Difference Between Similar Terms and Objects

Difference Between Gross and Net Income.

Gross vs Net Income.

Many people face utter confusion when asked to state the difference between gross and net income.  To be fully in control of your finances you need to understand the tangible differences between the two. Both personal and business finances can be greatly affected if you lack this relevant knowledge.

As an employee, your wages are determined by numerous factors. Your pay slip will contain a set of two figures. The first number is classed as your ‘gross income’.  It is the amount your employer has agreed to pay you for either a week or months worth of work before the government charges you any taxes. This calculation becomes a slightly more complex if you run a business or large corporation. In order to calculate your gross income from the business, you first need to take away the cost of the goods. An easy calculation is as follows; Cost per unit of sales ‘“ total cost of goods sold = Gross profit. If your calculation generates a negative figure, it is unfortunate, but your company has made no money during the financial year.

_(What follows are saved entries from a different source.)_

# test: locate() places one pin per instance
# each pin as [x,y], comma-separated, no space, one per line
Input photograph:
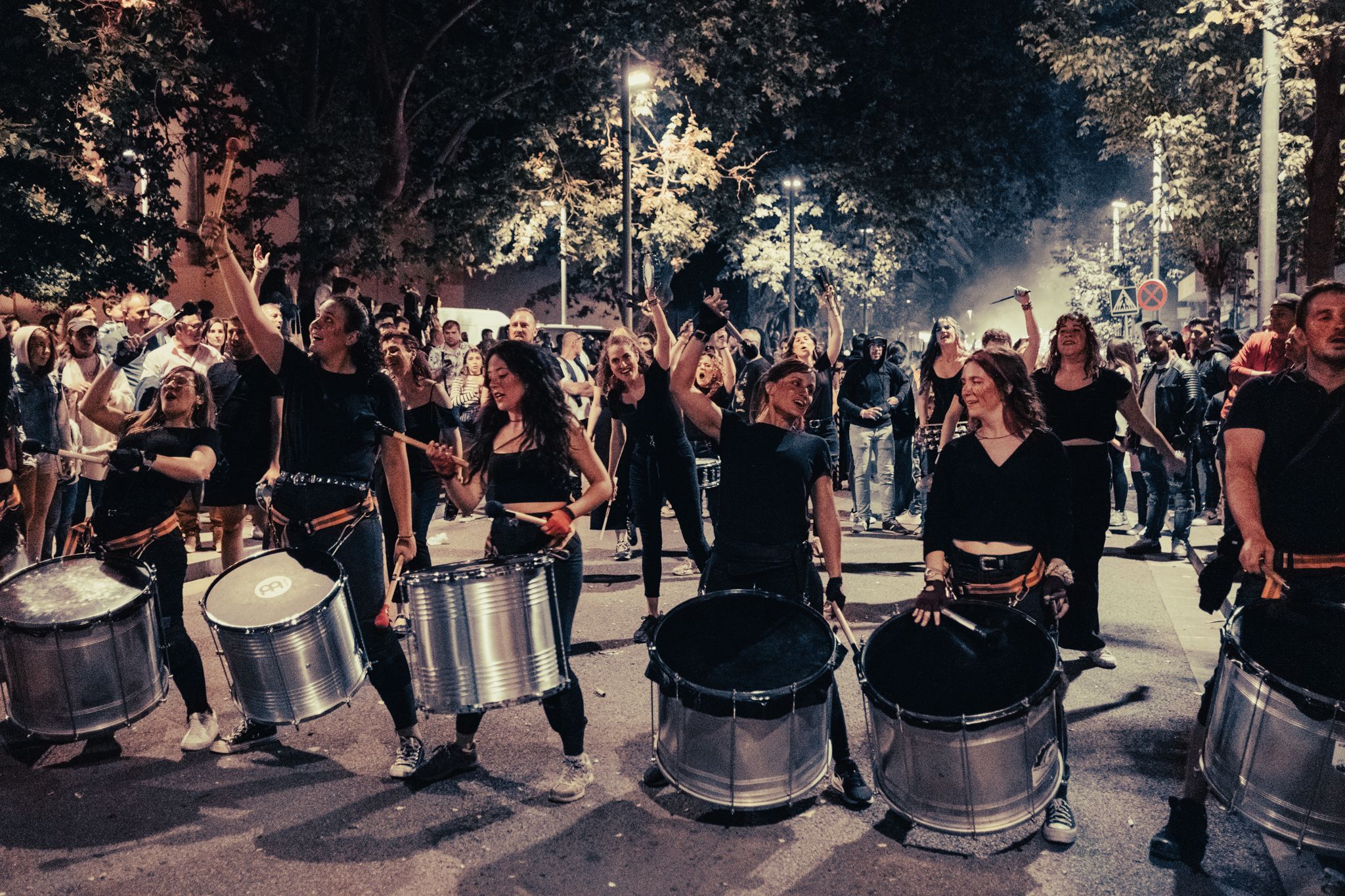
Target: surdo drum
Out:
[743,716]
[1275,748]
[963,736]
[79,645]
[485,633]
[286,633]
[708,472]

Now comes the tricky bit because we live in a democratic society we are expected to pay a certain level of tax to the state. The government looks at the amount we earn. The level of your gross income determines what level of tax you have to pay. The more you earn, the more you have to pay. Different countries have different levels of deductions and the government has the right to deduct your gross income accordingly. You can often find yourself with an extremely depleted final figure after all the taxations are deducted.

Business Net Income is even more confusing for the business owner. Net income is calculated by subtracting not only the cost of goods, but also any operating expenses that have occurred while running your business. The list that you can claim for is endless. Of course the benefits of this are that the more you deduct, the lower your income becomes and the less the government can tax you for.

Summary

  1. For an individual, gross income is the salary that your employer pays you before deductions.
  2. For a company, gross income is established by the following calculation: Cost per unit of sales ‘“ total cost of goods = Gross Profit.
  3. Both individual employees and businesses pay tax in relation to their gross salary or profit.
  4. Many different taxes are deducted from your earnings
  5. Once the tax has been deducted from your gross earnings, you are left with what is known as your net income.